NAMASTE

Saturday, May 21, 2011

...ending in a Child's Giggle.


When I was 16, going on 17, and was lucky enough to have squeezed into the only High School Philosophy class in the district, I used to drive my best buddy nuts with it. Our periods of walking his dog, or walks to school became sessions of deep philosophical discourse.


On one such spring evening stroll, with Beagle in tow, my pal and I discovered a "proof " for the existence of God. I can't for the life of me remember what we had come up with, but it was real "tear producing " discovery at the time. I was ecstatic. The first thing I thought to do was call my philosophy teacher.


Now, this was a Saturday night, not a school night, tomorrow was Sunday, a whole day away from school, and I couldn't wait. I had to call Mr. Curtin. He was probably my most inspiring teacher. I have written of him before. He was the teacher who inspired me to look into philosophy in the first place, when I was about 15.


It was not so much that I wanted to show off to him that we had "proven " God, or that I was somehow "kissing up ", but in my naivety, I had a genuine belief that, now that I had proven God, he would certainly want to know!


He was, to my grateful relief, not unhappy that I called.
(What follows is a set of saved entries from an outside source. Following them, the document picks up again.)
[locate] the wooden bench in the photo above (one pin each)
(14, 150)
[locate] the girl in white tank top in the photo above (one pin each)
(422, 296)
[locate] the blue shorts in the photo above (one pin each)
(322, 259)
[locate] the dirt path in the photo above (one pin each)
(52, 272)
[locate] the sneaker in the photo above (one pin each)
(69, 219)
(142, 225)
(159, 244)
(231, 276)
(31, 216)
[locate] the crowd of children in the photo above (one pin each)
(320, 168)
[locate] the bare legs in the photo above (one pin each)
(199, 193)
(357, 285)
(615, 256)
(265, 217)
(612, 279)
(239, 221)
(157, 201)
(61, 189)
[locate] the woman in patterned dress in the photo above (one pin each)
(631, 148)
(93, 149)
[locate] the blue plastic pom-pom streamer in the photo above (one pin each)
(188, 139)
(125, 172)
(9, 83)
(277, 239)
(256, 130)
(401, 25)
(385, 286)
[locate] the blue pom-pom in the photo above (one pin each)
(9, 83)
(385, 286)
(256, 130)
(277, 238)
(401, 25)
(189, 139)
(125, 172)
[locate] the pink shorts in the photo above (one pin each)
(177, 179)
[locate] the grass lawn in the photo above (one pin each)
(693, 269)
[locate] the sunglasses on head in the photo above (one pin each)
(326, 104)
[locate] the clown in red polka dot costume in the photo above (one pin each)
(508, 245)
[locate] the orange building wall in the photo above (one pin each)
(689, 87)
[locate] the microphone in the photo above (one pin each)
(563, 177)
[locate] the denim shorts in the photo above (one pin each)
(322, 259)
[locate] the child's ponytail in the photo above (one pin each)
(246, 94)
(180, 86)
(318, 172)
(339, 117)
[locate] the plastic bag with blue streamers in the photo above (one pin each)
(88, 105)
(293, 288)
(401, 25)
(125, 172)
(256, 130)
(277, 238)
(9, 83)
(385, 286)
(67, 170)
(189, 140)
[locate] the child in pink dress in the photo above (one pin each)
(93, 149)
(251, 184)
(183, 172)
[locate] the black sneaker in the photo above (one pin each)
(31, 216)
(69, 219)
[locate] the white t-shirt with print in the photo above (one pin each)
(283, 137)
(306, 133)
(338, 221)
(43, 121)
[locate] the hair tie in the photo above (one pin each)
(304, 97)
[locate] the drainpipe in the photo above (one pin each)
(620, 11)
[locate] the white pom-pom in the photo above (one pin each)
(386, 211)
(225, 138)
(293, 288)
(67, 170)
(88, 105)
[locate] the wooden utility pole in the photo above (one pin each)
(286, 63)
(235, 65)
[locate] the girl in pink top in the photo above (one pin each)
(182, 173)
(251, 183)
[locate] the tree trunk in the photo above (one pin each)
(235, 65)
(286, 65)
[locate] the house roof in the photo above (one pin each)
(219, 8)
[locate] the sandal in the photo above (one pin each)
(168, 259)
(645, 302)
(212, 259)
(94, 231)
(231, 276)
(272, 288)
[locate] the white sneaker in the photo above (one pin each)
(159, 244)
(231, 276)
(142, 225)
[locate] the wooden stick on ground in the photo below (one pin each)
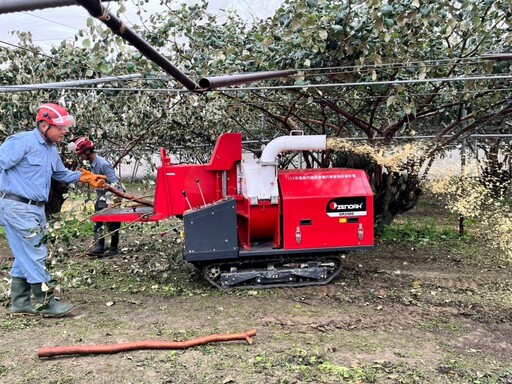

We discussed my findings, and I was a bit deflated to find that Anselm had had similar findings centuries before. He also inserted a poser: "If indeed you boys have proven God; how would you prove he was "good"?"


Recalling that incident, I am reminded that in the spiritual "journey " we will be given many "revelations ". Some will seem new, but are actually glimpses into a common consciousness. But in spite of being common revelations, they are "revelations " just the same, and "experienced " through this body/mind as expressions of the movement of Love, the Absolute. Old "truths " are being "experienced " and becoming "our " old truths.


I am also reminded of how the last question my philosophy teacher posed; "How would you prove that god is "good "?, became a question I would ponder much of my life. Ponder, that is, until I discovered that the only "answer" was to delve into it so deeply that I "became " the answer. In that silence an "infilling " gave the answer and removed the need for the answer, in one unfolding that starts with awe and ends in a child's giggle.